/diy/ - Do It Yourself

>>2403822
Calculate the transfer function for something quantitative:
>X_C = 1/(s*C)
>X_bottom = XC2 || R2 = XC2*R2/(XC2+R2) = R2/(1+sR2C2)
>X_top = XC1 + R1 = R1 + 1/sC1
>Vout/Vin = X_bottom / (X_top + X_bottom)
>Vout/Vin = R2/(1+sR2C2) / (R1 + 1/sC1 + R2/(1+sR2C2))
>etc.
>Vout/Vin = sR2C1 / (sR1C1 + R1R2C1C2s^2 + 1 + sR2C2 + sR2C1)
Each term in that equation (except for 1) represents the complex angular speed or frequency "s" multiplied by some effective frequency.

If the resistances and capacitances are all equal (R1=R2=R, C1=C2=C) then you get a simpler equation:
>Vout/Vin = sRC / (3sRC + (sRC)^2 + 1) = 1/(3s + sRC + 1/(sRC))
Here the resulting graph has a somewhat rounded top, a passband gain somewhat below 1 at 0.33 or -9.5dB, and the standard ±20dB/decade rolloff on either side.

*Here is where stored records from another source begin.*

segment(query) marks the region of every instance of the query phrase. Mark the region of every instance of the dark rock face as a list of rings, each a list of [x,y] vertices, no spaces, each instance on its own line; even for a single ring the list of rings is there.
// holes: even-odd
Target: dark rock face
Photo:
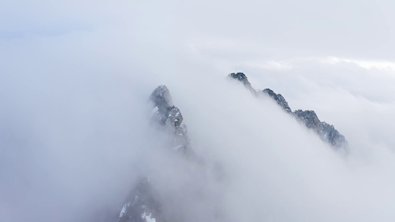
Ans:
[[[251,84],[248,81],[247,77],[243,73],[238,72],[236,74],[231,73],[228,75],[228,77],[233,78],[240,81],[249,89],[254,91],[254,95],[261,94],[267,94],[275,100],[277,104],[281,106],[286,112],[288,113],[292,113],[296,119],[303,122],[308,128],[315,131],[320,136],[322,140],[331,145],[336,149],[344,149],[347,150],[348,143],[344,136],[340,134],[335,128],[333,125],[328,124],[325,122],[321,122],[318,119],[315,112],[312,110],[303,111],[301,109],[295,110],[292,113],[285,99],[281,94],[276,94],[270,88],[265,88],[255,93],[255,90],[251,86]]]
[[[161,220],[161,205],[149,179],[143,178],[128,196],[118,222],[156,222]],[[157,220],[159,219],[159,220]]]
[[[273,90],[269,88],[265,88],[260,92],[269,95],[273,100],[276,100],[277,104],[282,107],[284,110],[287,113],[292,113],[292,111],[291,111],[291,108],[288,105],[288,103],[281,94],[276,94]]]
[[[151,94],[149,99],[158,106],[167,107],[171,105],[171,96],[165,85],[156,87]]]
[[[293,112],[293,115],[306,126],[316,132],[322,140],[336,149],[348,149],[348,144],[344,136],[333,125],[320,121],[314,111],[298,109]]]
[[[194,156],[186,125],[180,109],[171,104],[171,97],[166,86],[158,87],[149,97],[155,105],[150,116],[151,122],[169,133],[171,151],[187,158]],[[161,211],[155,186],[149,179],[143,178],[132,189],[126,198],[118,222],[162,222],[166,221]]]
[[[242,72],[238,72],[237,73],[232,73],[229,75],[228,75],[228,77],[230,78],[233,78],[239,80],[240,82],[241,82],[243,84],[250,90],[252,92],[255,93],[255,90],[254,90],[254,88],[251,86],[251,83],[248,81],[248,79],[247,78],[247,77]]]

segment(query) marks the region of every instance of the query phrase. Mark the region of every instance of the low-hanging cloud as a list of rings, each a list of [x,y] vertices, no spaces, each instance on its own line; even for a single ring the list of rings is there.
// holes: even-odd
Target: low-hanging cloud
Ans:
[[[101,4],[94,13],[81,8],[74,18],[87,30],[0,40],[2,220],[89,221],[103,209],[119,210],[139,177],[152,175],[163,198],[177,200],[167,210],[179,220],[214,221],[220,213],[233,221],[393,220],[393,70],[303,58],[279,62],[287,69],[251,66],[262,48],[241,51],[237,43],[249,45],[243,35],[229,34],[237,41],[224,51],[190,38],[215,32],[202,28],[204,21],[194,31],[166,32],[166,25],[186,27],[173,22],[193,4],[157,23],[166,13],[151,16],[156,8],[128,16],[125,6],[112,6],[106,13]],[[263,54],[264,61],[279,56]],[[239,71],[256,88],[281,93],[293,110],[314,110],[334,124],[349,141],[349,156],[334,152],[270,98],[226,78]],[[149,124],[148,96],[163,84],[207,168],[164,151],[164,135]],[[224,180],[213,176],[217,164]]]

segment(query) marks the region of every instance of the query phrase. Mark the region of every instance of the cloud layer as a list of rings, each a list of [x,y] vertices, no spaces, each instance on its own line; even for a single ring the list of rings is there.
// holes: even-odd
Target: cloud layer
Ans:
[[[390,7],[331,2],[2,3],[19,13],[0,13],[2,218],[87,221],[150,174],[189,221],[393,221],[394,70],[360,62],[393,58]],[[238,71],[334,124],[350,156],[225,78]],[[146,118],[163,84],[226,181],[161,149]]]

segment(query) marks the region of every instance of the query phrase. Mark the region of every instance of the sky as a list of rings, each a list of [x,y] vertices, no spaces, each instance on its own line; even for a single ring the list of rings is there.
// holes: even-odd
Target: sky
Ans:
[[[190,221],[393,221],[394,4],[0,0],[0,220],[89,221],[151,174]],[[333,124],[350,156],[238,71]],[[161,85],[226,182],[152,139]]]

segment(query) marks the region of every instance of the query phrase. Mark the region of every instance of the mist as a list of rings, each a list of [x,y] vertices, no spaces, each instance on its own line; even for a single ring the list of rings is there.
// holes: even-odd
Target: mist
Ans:
[[[1,220],[92,221],[151,176],[176,220],[393,221],[393,20],[377,15],[390,6],[247,2],[2,3],[12,23],[0,23]],[[316,14],[301,16],[303,6],[321,10],[323,32],[302,22]],[[347,27],[325,15],[333,10],[352,31],[337,34]],[[276,12],[284,17],[269,23]],[[382,34],[364,35],[371,26]],[[226,78],[237,71],[293,111],[314,110],[349,154]],[[162,85],[203,166],[167,151],[149,124],[148,96]]]

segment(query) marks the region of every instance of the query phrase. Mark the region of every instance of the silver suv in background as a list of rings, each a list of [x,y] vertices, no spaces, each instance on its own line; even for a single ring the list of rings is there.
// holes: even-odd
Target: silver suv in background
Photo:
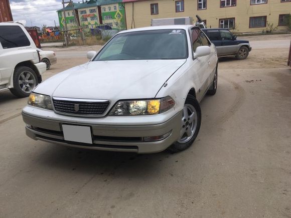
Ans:
[[[202,29],[211,42],[216,47],[218,57],[235,55],[237,59],[245,59],[251,51],[249,42],[238,40],[226,29]]]

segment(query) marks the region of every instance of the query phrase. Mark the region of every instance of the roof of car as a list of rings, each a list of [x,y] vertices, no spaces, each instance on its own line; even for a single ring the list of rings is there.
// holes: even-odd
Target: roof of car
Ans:
[[[124,30],[119,33],[129,33],[136,31],[144,31],[147,30],[188,30],[189,28],[195,27],[194,25],[166,25],[166,26],[155,26],[154,27],[142,27],[140,28],[131,29],[130,30]]]
[[[202,30],[228,30],[226,28],[203,28]]]

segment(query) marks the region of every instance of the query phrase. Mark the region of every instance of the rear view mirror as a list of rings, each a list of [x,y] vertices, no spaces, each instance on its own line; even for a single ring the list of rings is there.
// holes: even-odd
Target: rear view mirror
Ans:
[[[209,46],[199,46],[196,49],[194,57],[205,56],[210,54],[210,47]]]
[[[88,52],[88,53],[87,53],[87,58],[91,60],[95,57],[95,56],[96,55],[96,54],[97,54],[97,52],[96,52],[94,51],[91,51],[90,52]]]

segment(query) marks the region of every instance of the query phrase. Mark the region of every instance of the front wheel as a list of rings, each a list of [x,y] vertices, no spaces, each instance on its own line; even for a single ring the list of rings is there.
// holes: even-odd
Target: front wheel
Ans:
[[[13,74],[14,87],[10,91],[17,97],[28,97],[38,83],[37,77],[33,69],[28,67],[17,67]]]
[[[245,46],[242,46],[236,54],[236,58],[239,60],[245,59],[248,56],[248,49]]]
[[[181,118],[180,138],[169,149],[174,152],[186,150],[197,137],[201,124],[201,110],[199,103],[192,95],[188,95]]]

More likely though, if you'll be having a substantial flat area in the middle of the band-pass, you can make it such that two values are much larger than two others. Say the passband gain, we want to be as high as possible, so R1 will be very small and R2 will be very large. Then for similar reasons we make C1 much larger than C2. This way we get a simple graph where the passband goes from R1C2 to R2C1, indicating that those two parts in the transfer function refer to the edges of the passband. This is a little easier to see if you express it as:
>Vout/Vin = 1 / (R1/R2 + sR1C2 + 1/(sR2C1) + C2/C1 + 1)
The only terms are either the corner frequencies or simple dimensionless ratios. These ratios are much larger than 1, so we can simplify:
>Vout/Vin = 1 / (sR1C2 + 1/(sR2C1) + 1)
When messing about with transfer functions, you want the terms to actually mean something.

The other extreme would be making R2 and C1 much larger than their counterparts, this gives a triangular peak with a "passband" gain much lower than 1. As seen in the lower equation, the C2/C1 and R1/R2 terms are much larger than 1 and pull down the maximum value:
>Vout/Vin = 1 / (R1/R2 + sR1C2 + 1/(sR2C1) + C2/C1 + 1)